2-L’avantage Kwiat : Enchevêtrement de couleurs extrême

Les capacités de mesure par interférométrie quantique peuvent être augmentées en intriquant les deux photons. L’intrication est un phénomène quantique dans lequel les états de deux particules sont liés, quelle que soit la distance qui les sépare. En enchevêtrant une propriété des photons, en l’occurrence leur couleur, la sensibilité de l’interféromètre augmente. Le groupe Kwiat a contourné les problèmes techniques liés à l’utilisation de photons à large bande passante en utilisant deux photons intriqués à bande passante étroite qui ont été préparés pour avoir des couleurs très différentes.

Plus la différence dans les couleurs des photons intriqués’ est grande, plus la sensibilité de l’interféromètre est grande. Par exemple, l’intrication entre un photon rouge fraise et un photon rouge framboise (une différence de longueur d’onde de plusieurs dizaines de nanomètres) produira un signal d’interférence moins sensible qu’entre un photon rouge framboise et un photon bleu myrtille. Ce dernier est un exemple d’intrication extrême des couleurs.

“Avec l’enchevêtrement, il suffit de travailler avec un peu de bleu et un peu de rouge, au lieu de toute la gamme de couleurs entre eux”, explique Lualdi. Les couleurs réellement utilisées sont cependant invisibles à l’œil humain, avec des longueurs d’onde de 810 et 1 550 nanomètres.

L’équipe a expérimenté diverses sources lumineuses pour générer des photons aux couleurs extrêmes intriqués au début de ce projet. Leur conception ultime permet un taux de paires intriquées élevé de centaines de milliers par seconde, permettant des mesures plus rapides.

Après avoir développé ces avancées, l’équipe s’est concentrée sur la mesure d’échantillons réels. Le groupe a collaboré avec le professeur de génie électrique et informatique de l’Illinois Simeon Bogdanov et l’étudiante diplômée Swetapadma Sahoo pour créer un échantillon de film mince métallique à faible transmission optique —le type d’échantillon qui montrerait les avantages de leur technologie. Après avoir mesuré cet échantillon avec le nouvel interféromètre quantique, les chercheurs ont apporté l’échantillon au Laboratoire de recherche sur les matériaux pour une validation indépendante par microscopie à force atomique. Les résultats concordent. Le nouvel interféromètre a réalisé une mesure précise à l’échelle nanométrique en quelques secondes.

3-Future applications

Le nouvel outil interférométrique a de fortes implications pour des applications dans de nombreux domaines. L’équipe Kwiat se concentre désormais sur ces applications potentielles et les intégrations possibles avec d’autres outils de mesure.

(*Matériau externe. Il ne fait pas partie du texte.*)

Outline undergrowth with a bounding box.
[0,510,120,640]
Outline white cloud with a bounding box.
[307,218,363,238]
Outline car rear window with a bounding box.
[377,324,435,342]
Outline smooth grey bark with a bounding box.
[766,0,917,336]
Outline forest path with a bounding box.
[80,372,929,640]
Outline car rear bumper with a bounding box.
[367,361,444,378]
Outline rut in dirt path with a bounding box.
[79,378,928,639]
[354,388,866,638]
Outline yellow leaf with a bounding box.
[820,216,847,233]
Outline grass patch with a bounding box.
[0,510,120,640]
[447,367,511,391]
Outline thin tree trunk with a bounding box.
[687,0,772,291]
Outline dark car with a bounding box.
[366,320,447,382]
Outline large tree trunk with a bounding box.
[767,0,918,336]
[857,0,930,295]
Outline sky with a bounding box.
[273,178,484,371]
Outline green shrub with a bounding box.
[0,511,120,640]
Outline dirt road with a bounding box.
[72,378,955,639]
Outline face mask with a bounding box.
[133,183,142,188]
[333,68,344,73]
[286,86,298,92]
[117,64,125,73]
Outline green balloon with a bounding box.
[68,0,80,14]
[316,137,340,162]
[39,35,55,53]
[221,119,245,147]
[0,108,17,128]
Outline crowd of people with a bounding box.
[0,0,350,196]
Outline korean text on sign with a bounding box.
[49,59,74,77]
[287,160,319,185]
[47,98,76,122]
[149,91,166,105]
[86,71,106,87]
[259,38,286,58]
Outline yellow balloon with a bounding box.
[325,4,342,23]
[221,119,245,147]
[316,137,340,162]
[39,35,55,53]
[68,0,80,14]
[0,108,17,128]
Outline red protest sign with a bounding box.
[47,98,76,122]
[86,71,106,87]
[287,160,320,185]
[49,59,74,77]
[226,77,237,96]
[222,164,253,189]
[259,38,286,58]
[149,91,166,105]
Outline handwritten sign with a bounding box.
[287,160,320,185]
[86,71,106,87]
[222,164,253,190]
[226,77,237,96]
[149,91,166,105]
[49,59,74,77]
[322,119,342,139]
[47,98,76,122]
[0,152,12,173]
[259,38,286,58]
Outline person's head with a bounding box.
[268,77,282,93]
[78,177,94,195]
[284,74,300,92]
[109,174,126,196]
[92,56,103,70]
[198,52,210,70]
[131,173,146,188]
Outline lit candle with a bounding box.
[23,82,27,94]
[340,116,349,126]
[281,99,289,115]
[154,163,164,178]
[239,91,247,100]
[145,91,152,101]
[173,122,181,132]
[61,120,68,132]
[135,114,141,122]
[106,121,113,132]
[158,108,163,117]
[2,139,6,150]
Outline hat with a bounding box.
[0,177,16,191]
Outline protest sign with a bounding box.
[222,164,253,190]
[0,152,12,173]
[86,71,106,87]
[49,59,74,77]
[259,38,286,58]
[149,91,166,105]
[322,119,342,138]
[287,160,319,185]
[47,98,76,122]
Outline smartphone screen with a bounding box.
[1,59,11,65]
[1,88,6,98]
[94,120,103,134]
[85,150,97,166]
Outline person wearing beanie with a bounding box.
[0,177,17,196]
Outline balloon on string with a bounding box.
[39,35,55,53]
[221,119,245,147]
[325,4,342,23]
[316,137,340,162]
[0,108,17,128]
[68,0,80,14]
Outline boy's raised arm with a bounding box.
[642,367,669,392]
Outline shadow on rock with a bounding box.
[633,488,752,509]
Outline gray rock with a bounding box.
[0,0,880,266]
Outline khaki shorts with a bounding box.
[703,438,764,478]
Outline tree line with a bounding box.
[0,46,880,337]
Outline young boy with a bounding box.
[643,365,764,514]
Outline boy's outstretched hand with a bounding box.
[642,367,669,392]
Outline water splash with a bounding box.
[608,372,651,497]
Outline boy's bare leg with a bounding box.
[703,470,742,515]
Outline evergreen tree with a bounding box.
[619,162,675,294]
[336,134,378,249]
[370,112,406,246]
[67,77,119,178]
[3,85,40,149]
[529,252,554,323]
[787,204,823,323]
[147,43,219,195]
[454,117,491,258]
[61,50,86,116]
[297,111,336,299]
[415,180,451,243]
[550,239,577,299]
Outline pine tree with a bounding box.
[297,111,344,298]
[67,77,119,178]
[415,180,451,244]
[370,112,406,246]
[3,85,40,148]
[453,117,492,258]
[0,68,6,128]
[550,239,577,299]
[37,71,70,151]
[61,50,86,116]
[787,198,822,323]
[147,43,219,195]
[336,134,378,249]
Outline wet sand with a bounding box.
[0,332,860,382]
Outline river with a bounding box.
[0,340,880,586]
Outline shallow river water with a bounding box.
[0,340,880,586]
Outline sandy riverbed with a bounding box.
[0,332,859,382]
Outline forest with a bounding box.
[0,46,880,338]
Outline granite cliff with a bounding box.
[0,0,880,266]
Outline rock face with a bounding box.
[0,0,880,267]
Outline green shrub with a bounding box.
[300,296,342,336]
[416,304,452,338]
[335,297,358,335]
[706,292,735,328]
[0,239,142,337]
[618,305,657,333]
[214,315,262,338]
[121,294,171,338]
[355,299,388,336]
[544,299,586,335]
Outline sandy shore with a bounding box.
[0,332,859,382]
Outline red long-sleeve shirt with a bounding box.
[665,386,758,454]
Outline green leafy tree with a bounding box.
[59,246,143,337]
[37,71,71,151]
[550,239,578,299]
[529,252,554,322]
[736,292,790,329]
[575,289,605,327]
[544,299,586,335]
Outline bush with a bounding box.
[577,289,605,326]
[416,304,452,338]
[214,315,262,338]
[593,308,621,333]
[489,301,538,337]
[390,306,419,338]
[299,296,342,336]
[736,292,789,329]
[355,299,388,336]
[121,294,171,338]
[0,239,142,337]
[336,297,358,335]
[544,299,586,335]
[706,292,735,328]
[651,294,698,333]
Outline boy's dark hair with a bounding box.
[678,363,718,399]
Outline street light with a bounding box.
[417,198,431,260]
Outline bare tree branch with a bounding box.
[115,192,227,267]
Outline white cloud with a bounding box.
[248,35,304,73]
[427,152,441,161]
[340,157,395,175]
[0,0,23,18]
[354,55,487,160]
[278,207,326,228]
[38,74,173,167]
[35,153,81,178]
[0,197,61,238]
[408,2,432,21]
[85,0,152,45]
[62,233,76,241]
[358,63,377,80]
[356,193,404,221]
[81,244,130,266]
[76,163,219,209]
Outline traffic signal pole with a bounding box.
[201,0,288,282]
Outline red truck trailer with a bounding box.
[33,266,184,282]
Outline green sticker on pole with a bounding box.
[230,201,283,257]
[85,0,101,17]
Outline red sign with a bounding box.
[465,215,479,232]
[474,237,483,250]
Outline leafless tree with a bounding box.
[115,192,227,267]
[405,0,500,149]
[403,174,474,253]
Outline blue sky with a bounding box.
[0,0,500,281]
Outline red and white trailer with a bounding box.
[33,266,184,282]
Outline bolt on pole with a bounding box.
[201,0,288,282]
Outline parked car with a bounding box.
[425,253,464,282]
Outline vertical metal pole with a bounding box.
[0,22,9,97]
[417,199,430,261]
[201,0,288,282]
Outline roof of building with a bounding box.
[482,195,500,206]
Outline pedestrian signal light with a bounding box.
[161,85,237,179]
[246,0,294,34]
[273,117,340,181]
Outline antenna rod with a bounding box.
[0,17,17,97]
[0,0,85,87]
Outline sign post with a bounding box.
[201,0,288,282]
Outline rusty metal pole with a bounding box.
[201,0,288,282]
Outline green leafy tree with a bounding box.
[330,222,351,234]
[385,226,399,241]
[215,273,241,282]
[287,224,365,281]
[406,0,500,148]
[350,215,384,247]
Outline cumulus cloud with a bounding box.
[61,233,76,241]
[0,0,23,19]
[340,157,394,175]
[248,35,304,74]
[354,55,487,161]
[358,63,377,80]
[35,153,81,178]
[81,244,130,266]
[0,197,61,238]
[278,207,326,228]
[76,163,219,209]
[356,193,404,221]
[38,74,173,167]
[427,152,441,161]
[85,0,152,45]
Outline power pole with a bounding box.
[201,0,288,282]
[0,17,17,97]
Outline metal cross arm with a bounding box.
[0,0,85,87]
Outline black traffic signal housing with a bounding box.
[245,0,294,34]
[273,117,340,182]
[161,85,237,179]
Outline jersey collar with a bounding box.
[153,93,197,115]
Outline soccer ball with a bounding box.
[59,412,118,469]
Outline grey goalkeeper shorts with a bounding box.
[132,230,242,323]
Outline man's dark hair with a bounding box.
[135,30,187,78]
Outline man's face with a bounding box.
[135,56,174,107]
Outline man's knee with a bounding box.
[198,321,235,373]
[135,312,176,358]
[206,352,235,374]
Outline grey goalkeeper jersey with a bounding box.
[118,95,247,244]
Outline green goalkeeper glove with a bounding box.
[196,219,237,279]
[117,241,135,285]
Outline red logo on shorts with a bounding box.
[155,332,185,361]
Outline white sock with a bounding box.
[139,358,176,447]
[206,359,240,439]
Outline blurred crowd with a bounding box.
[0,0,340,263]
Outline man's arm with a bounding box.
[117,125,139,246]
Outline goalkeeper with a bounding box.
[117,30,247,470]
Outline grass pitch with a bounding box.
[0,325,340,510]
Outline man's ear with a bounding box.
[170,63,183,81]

Kwiat explique : “Nous essayons de comprendre comment nous pouvons adapter davantage cette technologie pour qu’elle soit utile pour d’autres mesures… en examinant des films minces d’échantillons biologiques, par exemple en microscopie, et en étant capable de combiner cela avec d’autres modalités de détection, comme la microscopie à force atomique.”

L’intensité lumineuse plus faible de la méthode Kwiat —leur source génère deux photons à la fois— ouvre des voies passionnantes pour l’étude biologique. On pourrait imaginer imager un tissu biologique sensible, comme le cerveau ou la rétine, plus rapidement et sur une zone plus grande que les techniques de pointe actuelles telles que la microscopie à force atomique. De plus, la plus faible intensité lumineuse permet d’étudier le comportement des micro-organismes photosensibles, tels que les algues, dans l’obscurité. Les méthodes d’imagerie actuelles nécessitent de mettre en lumière ces organismes, ce qui rend ce type d’observation impossible.

Le groupe étudie également actuellement la capacité de cette technologie à mesurer les vibrations, ce qui est beaucoup plus difficile à réaliser avec les technologies existantes.

Lualdi dit : “Comparé à d’autres interféromètres quantiques, notre système mesure plus rapidement et avec une précision plus élevée, et nous avons donc maintenant la possibilité d’étudier des signaux variant dans le temps, tels que les vibrations à l’échelle nanométrique par exemple.”